Aber eine so große Ansammlung von Spielern bringt irgendwann immer Probleme mit sich. Auch wir blieben davon nicht verschont. Nach einigen Auseinandersetzungen, Streitereien und ständigem Unmut, löste man die Gilde auf. Allerdings breitete sich dieser Unmut auch auf unsere, zur damaligen Zeit, recht erfolgreiche Raidgruppe aus und auch sie zerbrach irgendwann.

Während ein Teil blieb, der andere sich auf andere Gruppen verteilte, gründete der größere Teil eine neue Gruppe, bei der ich immer noch bin. Und so gründete auch der Teil der Leute, mit dem ich mich noch immer gut verstand eine neue Gilde. Auch wenn ich zuerst skeptisch war, entschloss ich mich, “Isseki ni chou” eine Chance zu geben, was so viel wie “Zwei Vögel mit einem Stein treffen” bedeutete. Aber auch hier währte der Friede nicht wirklich lange, denn viele verließen die Gilde, um sich den Gilden ihrer neuen Raidgruppen anzuschließen.
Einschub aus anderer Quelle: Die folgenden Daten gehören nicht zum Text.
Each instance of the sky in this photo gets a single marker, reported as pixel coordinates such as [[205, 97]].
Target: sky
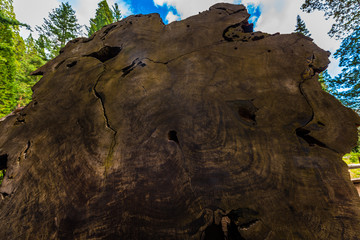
[[269, 16]]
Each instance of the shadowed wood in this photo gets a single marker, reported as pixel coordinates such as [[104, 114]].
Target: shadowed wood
[[192, 130]]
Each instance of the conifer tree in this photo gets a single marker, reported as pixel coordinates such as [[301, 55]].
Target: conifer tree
[[301, 27], [104, 16], [7, 59], [61, 26], [346, 85], [116, 12]]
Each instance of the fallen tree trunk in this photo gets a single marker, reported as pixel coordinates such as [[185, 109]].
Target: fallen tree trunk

Oft stritt man sich einfach nur deswegen, weil jeder nur noch seine eigenen Ansichten vertrat.
So war für Isseki nun kein Platz mehr und die Gilde schrumpfte immer mehr. Der Teil, der geblieben ist, ist der Teil, wegen dem es sich noch lohnt zu bleiben.

Wir mögen zwar nicht mehr in der selben Raidgruppe sein, aber wir verstehen uns gut. Wir albern herum, wir lachen gemeinsam oder machen uns ein Spaß daraus, uns gegenseitig zu piesacken. Klar gibt”s auch mal Zoff, der aber geht oft schnell wieder vorbei. Im Gegensatz zu den meisten Gilden, unternehmen wir kaum noch etwas miteinander. Wir sehen uns nur noch über den Chat, reden miteinander oder machen unsere Späße. Grüßen uns, wenn wir aneinander vorbei laufen, oder sitzen mal nach einem Raidtag am Lagerfeuer.
Wir sind eine kleine Gilde – und sicher gibt es viele Gilden, die mehr – und ein, vor allem aufregenderes, Gildenleben haben. Da wir auf einem PvE Server spielen, interessieren wir uns nicht wirklich für die Schlachtfelder. Wir unternehmen so gesehen auch keine wirklichen Raids mehr. Vielleicht noch, wenn einmal die Zeit reicht in den Düsterbruch um einige Dinge zu besorgen, die noch jemand benötigt. Denn wenn jemand etwas braucht, sind die anderen da, die sich mit und für denjenigen umsehen.

Manchmal allerdings fehlen einem die Zeiten, in denen sich der Magier in die Menge der Feinde blinkte, weil er die falsche Taste erwischt hatte … und der Rest sich schlapp lachte, auch wenn er dabei drauf ging. Denn letztlich ist es nur ein Spiel, in dem wir Spaß haben wollen … oder?